Friday 31 August 2012

Exercise oficially extends life

Following a healthy lifestyle can lead to a longer life, even among people who are already well into their 70s, new research shows.

Getting regular exercise, staying engaged with friends and family, and abstaining from smoking were all associated with longer life in a study that followed people in their mid-70s and older for close to two decades.

These healthy traits apparently added, on average, five years to women’s lives and six years to men’s.
The study is among the first to identify specific lifestyle behaviors associated with longer life, even among people with chronic health problems and those over the age of 80, researchers say.

“Our results suggest that encouraging favorable lifestyle behaviors even at advanced ages may enhance life expectancy,” concluded the researchers from Sweden’s Karolinska Institute and Stockholm University.

The study, published in the journal BMJ, included about 1,800 people who were followed for 18 years from the mid-1980s.

Everyone in the study was 75 years old or older at enrollment, and 9 out of 10 (92%) died during the follow-up. Half lived for 90 years or longer, with women being more likely to survive to this age than men. Those who lived longer were also more likely to be highly educated, participate in physical and non-physical leisure activities, have rich social networks, and engage in regular exercise.

Physical activity was the single biggest predictor of longevity. People who regularly swam, walked, or performed other exercise lived an average of two years longer than people who did not. Longevity in former smokers was similar to that of people who had never smoked, but 4 out of 5 former smokers quit between 15 and 35 years before entering the study.

People with the healthiest lifestyles lived an average of 5.4 years longer than those with the least healthy lifestyles. Even among people over the age of 85 and those with chronic health conditions, a healthy lifestyle appeared to prolong life by four years. The study did not include information on diet, so it is unclear how healthy and unhealthy eating behaviors affected life span.

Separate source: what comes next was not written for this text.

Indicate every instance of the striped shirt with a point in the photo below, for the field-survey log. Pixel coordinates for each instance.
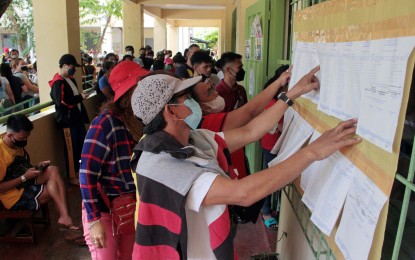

The researchers also didn't know lifestyle behaviors prior to old age. Despite these limitations, Gisele Wolf-Klein, MD, says the findings add to the evidence that it is never too late to improve health and prolong life.
Wolf-Klein is director of geriatric education for the North Shore-LIJ Health System in New Hyde Park, N.Y.

“It has been known for a long time that adjusting lifestyle behaviors at any age can be beneficial in terms of health and survival,” she says. She cites as an example her mentor in geriatric medicine who was a smoker until he had a massive heart attack in his mid-70s. “He gave up smoking ‘cold turkey’ after that and began exercising on a stationary bicycle 30 minutes every day,” she says. “He is still doing it at the age of 94.”

Thursday 23 August 2012

30 mins of Exercise a day as good as 60, in some cases.

A new study at the University of Copenhagen in Denmark has found that sedentary, slightly overweight healthy young men, who worked up a sweat exercising 30 minutes daily for three months, lost a similar amount of weight and body fat as those who did 60 minutes of daily exercise.

The researchers describe the findings of their randomized controlled trial in a study reported online recently in the American Journal of Physiology.

The researchers suggest one reason for the surprising result is that the exercise felt "doable" for the participants in the 30 minutes a day group, who even felt afterwards that they could have done more. In contrast, the 60 minutes a day group probably compensated by eating more, therefore losing less weight than expected.

This second point would fit in with the results of previous research that the researchers point to in their background information. This suggests that the reason exercise often produces a disappointing amount of weight loss is because a diet-induced negative energy balance (where calories consumed aren't enough to cover daily energy needs) often triggers "compensatory mechanisms", such as lower metabolic rate and increased appetite.

Perhaps 60 minutes of exercise results in more overcompensation than 30 minutes. On average, the men who exercised 30 minutes a day lost 3.6 kg in three months, and those who exercised 60 minutes a day lost 2.7 kg. The reduction in body fat was about 4 kg for both groups.

The result is significant because 40% of Danish men are thought to be moderately overweight. Overcoming barriers to exercise in a group that does none at all should be easier if the aim is to attain 30 minutes a day than 60 minutes a day.

The study is part of an interdisciplinary trial called FINE, a Danish acronym for physical activity for a long healthy life, which has generated strong data in a group of 60 or so participants.

For the study, the researchers randomly assigned each of 62 healthy, sedentary, moderately overweight young men to one of three groups: a high exercise group (burning about 600 kcal per day with about 60 minutes of aerobic exercise), a moderate exercise group (300 kcal per day, 30 minutes exercise), and a control group that continued to be sedentary.

They monitored the men as they followed their program for 13 weeks.The participants trained every day through the study period. The training sessions were planned to produce a light sweat, but the participants were also instructed to increase the intensity three times a week.

The results showed that body weight went down by 2.7 kg in the high exercise group, and 3.6 kg in the moderate exercise group. Fat mass went down by 4.0 kg and 3.8 kg respectively.